Clarifying third generation touch sensing

Tuesday, August 24th, 2010 by Robert Cravotta

Eduardo’s response to first and second generation touch sensing provides a nice segue to clarifying third generation touch sensing capabilities. Eduardo said:

One other [classification] that I would say relates to “generations” is the single touch vs multitouch history; which I guess also relates [to] the evolution of algorithms and hardware to scan more electrodes and to interpolate the values between those electrodes. First generation: single touch and single touch matrixes; second generation: two touch, low resolution sliders; third generation: high resolution x-y sensing, multi touch detection.

While there is a “generational” shift between single- and multi-touch sensing, I am not sure the uses for multi-touch commands have reached a tipping point of adoption. My non-scientific survey of what types of multi-touch commands people know how to use yields only zoom and rotate commands. The MSDN library entry for touch provides an indication of the maturity of multi-touch interfaces; it identifies that Windows 7 supports new multi-touch gestures such as pan, zoom, rotate, two-finger tap, as well as press and tap. However, these multi-touch commands are more like manipulations where the “input corresponds directly to how the object would react naturally to the same action in the real world.”
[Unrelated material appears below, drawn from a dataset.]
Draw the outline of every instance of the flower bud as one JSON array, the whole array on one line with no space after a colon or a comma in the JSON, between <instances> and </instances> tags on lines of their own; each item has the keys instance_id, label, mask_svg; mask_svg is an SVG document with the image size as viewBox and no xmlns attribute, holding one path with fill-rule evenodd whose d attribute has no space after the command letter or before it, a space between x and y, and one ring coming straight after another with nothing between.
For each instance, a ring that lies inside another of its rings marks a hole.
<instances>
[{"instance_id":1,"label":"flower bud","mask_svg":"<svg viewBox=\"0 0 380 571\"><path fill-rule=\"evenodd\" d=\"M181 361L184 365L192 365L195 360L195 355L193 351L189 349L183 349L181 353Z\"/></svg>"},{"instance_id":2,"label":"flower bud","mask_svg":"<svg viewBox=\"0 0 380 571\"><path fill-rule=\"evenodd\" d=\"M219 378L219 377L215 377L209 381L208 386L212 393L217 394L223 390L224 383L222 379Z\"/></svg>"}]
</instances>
I am excited about the possibilities of multi-touch interfaces, but I think standardizing gesture recognition for movements such as flicks, traces, and drags, which go beyond location and pen up/down data, is the relevant characteristic of third generation touch sensing. Nor is gesture recognition limited to touch interfaces. For example, there are initiatives and modules available that enable applications to recognize mouse gestures. The figures (from the referenced mouse gesture page) highlight a challenge of touch interfaces – how to provide feedback and a means for the user to visually see how to perform the touch command. The figure relies on an optional feature to display a “mouse trail” so that the reader can understand the motion of the gesture. The example figure illustrates a gesture command that combines tracing with a right-up-left gesture to signal to a browser application to open all hyperlinks that the trace crossed in separate tabs.

Open links in tabs (end with Right-Up-Left): Making any gesture ending with a straight Right-Up-Left movement opens all crossed links in tabs.

A common and useful mouse-based gesture that is not yet standard across touch sensing solutions is recognizing a hovering finger or pointer. Several capacitive touch solutions can technically sense a hovering finger, but the software to accomplish this type of detection is currently left to the device and application developer. An important component of detecting a hovering finger is detecting not just where the fingertip is but also what additional part of the display the rest of the finger or pointer is covering so that the application software can place the pop-up or context windows away from the user’s finger.

While some developers will invest the time and resources to add these types of capabilities to their designs today, gesture recognition will not reach a tipping-point until the software to recognize gestures, identify and filter out bad gestures, and abstract the gesture motion into a set of commands finds its way into IP libraries or operating system drivers.